/ by UK HealthCare
World Cancer Day, February 4 every year, is an international day to raise awareness of cancer and encourage its prevention, detection and treatment. In honor of this year’s recognition, we’re highlighting some of the UK Markey Cancer Center’s national and international research partnerships.
The UK Markey Cancer Center continues to expand its national and international research partnerships, with more than 40 percent of its publications involving collaborations with investigators around the world. One group of researchers in particular is concentrating its global outreach efforts in India, collaborating across oceans to benefit American and Indian cancer patients.
Markey researchers have partnered with researchers at premier Indian institutions such as Tata Memorial Hospital in Mumbai and Manipal Academy of Higher Education in Manipal on a series of important oncology initiatives. The collaboration is spearheaded by Vivek M. Rangnekar, PhD, associate director for strategic relations at Markey and co-leader of the Cancer Cell Biology and Signaling Research Program.
“Through our research partnership, we are enabling the development of cutting-edge research concepts and techniques, for a better understanding of cancer in India,” said Rangnekar, who has been involved in international research collaboration with Indian cancer institutions since the late 1990s. “This partnership with India is consistent with our global outreach and engagement objectives at Markey and will promote cancer research to ultimately enhance patient treatment and care at the participating institutions.”
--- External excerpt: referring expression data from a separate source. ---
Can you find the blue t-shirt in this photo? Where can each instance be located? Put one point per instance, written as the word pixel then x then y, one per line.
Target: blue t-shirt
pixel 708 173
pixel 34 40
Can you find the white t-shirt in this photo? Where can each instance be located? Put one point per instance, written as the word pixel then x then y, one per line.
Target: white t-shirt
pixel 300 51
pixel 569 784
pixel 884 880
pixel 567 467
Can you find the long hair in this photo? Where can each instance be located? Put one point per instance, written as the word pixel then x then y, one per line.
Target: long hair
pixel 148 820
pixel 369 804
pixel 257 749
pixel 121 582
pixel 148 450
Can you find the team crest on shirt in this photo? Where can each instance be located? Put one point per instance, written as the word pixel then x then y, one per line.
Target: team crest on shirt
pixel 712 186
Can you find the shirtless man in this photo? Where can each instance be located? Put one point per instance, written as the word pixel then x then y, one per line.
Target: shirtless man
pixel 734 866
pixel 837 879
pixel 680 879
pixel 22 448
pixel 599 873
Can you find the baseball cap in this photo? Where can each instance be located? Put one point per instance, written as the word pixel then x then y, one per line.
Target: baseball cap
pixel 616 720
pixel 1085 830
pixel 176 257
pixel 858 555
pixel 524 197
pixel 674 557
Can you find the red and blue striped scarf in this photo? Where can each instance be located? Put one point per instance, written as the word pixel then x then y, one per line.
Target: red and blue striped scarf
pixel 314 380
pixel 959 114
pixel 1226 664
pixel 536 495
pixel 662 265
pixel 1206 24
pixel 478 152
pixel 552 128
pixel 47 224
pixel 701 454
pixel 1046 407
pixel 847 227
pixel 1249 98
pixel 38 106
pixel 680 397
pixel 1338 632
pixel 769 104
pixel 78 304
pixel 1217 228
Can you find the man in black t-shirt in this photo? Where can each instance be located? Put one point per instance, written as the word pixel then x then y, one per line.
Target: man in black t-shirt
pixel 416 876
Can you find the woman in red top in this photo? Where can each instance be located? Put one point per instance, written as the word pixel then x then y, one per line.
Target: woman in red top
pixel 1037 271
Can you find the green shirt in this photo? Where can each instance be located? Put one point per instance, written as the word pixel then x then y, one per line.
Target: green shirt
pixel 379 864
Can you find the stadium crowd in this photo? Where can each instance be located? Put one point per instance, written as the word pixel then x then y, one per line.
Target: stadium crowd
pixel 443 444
Rangnekar and his team organized and participated in a breast cancer symposium, held at Manipal and Tata, which focused on basic cancer research, cancer epidemiology, precision medicine, and cancer education and training. The respective institutions are also collaborating on research projects. Those include a joint Markey-Manipal study of the use of liquid biopsies as a diagnostic tool, as well as a molecular epidemiology project between Markey and Tata examining gene signatures in lung cancer survivors.
As a result of their collaborations, the teams have managed to secure research funding, including a precision medicine-focused research training grant funded by CRDF Global and the National Cancer Institute (NCI) to be used as part of these global outreach efforts with Tata and Manipal.
“Precision medicine really hasn’t been implemented at all in India,” said grant recipient Jill Kolesar, PharmD, a professor in the UK College of Pharmacy and administrative director of Markey’s Precision Medicine Clinic, “so we’re hoping we can use this funding to help [Tata and Manipal] set up their precision medicine programs. And going forward, they’ll be really important research collaborators for Markey.”
Although the worldwide COVID-19 pandemic forced the rescheduling of the Indian researchers’ planned spring 2020 trip to UK, the teams have continued creating plans for future research. In partnership with the Mayo Clinic, they’ve even applied for a D43 NCI Global Cancer Research and Training grant along with Tata, Manipal, and Saroj Gupta Cancer Centre & Research Institute in Kolkata, India.
“We organized a virtual retreat in December last year for participating oncology faculty at Markey, Mayo Clinic and the three institutions in India to plan our next steps,” Dr. Rangnekar said. “Moving forward, we hope to strengthen our partnership in cancer research and training and expand collaborations with the faculty in this consortium.”